City has a useful plan but still needs funding

Posted on January 15, 2008 in Governance Debates

TheStar.com – comment – City has a useful plan but still needs funding
January 15, 2008
Nick Falvo

Over the past decade, media attention surrounding homelessness has been widespread, prompting Canadians to become increasingly concerned about a mounting social crisis.

Shelter usage has been growing and reputable surveys have been showing increases in the homeless population.

In the 1990s, after major cutbacks to social programs (including the cancellation of federal funding for new government-assisted housing units), pressure mounted on governments to respond.

By 1998, the mayors of Canada’s big cities declared that homelessness had reached the point where it could be considered a “national disaster.”

Opinion polls show that most Canadians are aware that homelessness has been increasing. Most also believe that the number of homeless people can be reduced.

A patchwork of government initiatives to provide both direct assistance to the homeless and new affordable housing has been announced since the late 1990s.

To date, however, government efforts have been too little, too late. Indeed, we have not come even close to matching the 25,000 affordable housing units built annually in Canada before the massive cuts of the 1990s.

Compounding the homelessness problem is the fact that increases to social assistance have been only nominal.

In real terms, social assistance benefit levels in Ontario – after having been ravaged during the Mike Harris years – are still lower than when the McGuinty government was first sworn into office in 2003.

Regrettably, housing on the private market is unaffordable for most low-income Canadians.

In Toronto, average monthly rent for a two-bedroom apartment is $1,060; it is only profitable for the private sector to build new units that rent for at least $1,500 per month. The poorest sixth of Toronto’s renters – representing roughly 125,000 households – can afford a maximum monthly rent of only $290.

Not surprisingly, waiting lists for social (that is, government-subsidized) housing have grown in recent years; there are currently about 66,000 households on Toronto’s waiting list alone.

Against this backdrop, Toronto’s recently released 10-year affordable housing plan, entitled “Housing Opportunities Toronto,” comes as something of a breakthrough. It is a road map of what ought to be spent on homelessness and affordable housing in Toronto over the 2008-2018 period.
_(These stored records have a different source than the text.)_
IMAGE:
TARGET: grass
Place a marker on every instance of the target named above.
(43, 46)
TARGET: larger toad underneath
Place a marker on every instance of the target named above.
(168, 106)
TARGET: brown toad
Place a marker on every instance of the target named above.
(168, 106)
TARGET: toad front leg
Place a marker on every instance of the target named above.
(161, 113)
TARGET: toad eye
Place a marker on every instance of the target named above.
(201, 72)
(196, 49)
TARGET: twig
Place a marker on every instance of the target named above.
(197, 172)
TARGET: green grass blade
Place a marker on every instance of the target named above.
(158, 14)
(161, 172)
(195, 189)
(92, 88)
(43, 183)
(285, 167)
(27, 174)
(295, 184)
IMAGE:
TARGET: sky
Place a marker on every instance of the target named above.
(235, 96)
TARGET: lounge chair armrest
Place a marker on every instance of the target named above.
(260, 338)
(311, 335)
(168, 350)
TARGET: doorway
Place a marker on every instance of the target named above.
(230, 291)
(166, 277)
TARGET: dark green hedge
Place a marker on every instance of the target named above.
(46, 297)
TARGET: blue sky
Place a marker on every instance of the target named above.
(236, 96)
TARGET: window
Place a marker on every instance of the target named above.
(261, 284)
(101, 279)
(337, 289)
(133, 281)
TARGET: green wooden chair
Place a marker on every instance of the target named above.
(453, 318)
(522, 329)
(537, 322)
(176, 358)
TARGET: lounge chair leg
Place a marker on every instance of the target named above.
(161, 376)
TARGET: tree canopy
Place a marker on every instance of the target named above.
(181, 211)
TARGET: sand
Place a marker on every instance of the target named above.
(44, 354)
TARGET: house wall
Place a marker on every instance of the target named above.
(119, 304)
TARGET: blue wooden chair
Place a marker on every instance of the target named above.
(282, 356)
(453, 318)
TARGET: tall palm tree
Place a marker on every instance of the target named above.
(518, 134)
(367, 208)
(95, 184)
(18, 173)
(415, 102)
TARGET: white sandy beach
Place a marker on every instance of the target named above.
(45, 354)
It does not try to take the easy way out by focusing exclusively on the chronically homeless – who represent less than 1 per cent of those in real need of housing. To be sure, it features the following sober commentary:

“To succeed, Toronto must assist some 200,000 households who either do not have a home, cannot afford where they live, live in substandard conditions, cannot afford to buy or may lose their home. In general, these are households with incomes of up to $36,000 (single) to $61,000 (family of five) …”

Nor is the Toronto plan revenue-neutral: It comes with an annual price tag of just under half a billion dollars.

City staff plan to undertake public consultations on the plan over the coming months.

This will be followed by the development of a more comprehensive “Affordable Housing Plan,” for review by city council.

Kudos to Toronto for not trying to sweep this social crisis under the carpet.

Of course, one major obstacle remains: This blueprint has yet to be funded.

Understandably, the plan will call on Queen’s Park and Ottawa to provide the lion’s share of the new funding required.

All of this comes at time when the United Way reports of deepening poverty among Toronto families and with a provincial premier telling us he wants to do something about it.

Now the real test begins.

Nick Falvo is the author of Gimme Shelter! Homelessness and Canada’s Social Housing Crisis. He works at Street Health, in Toronto.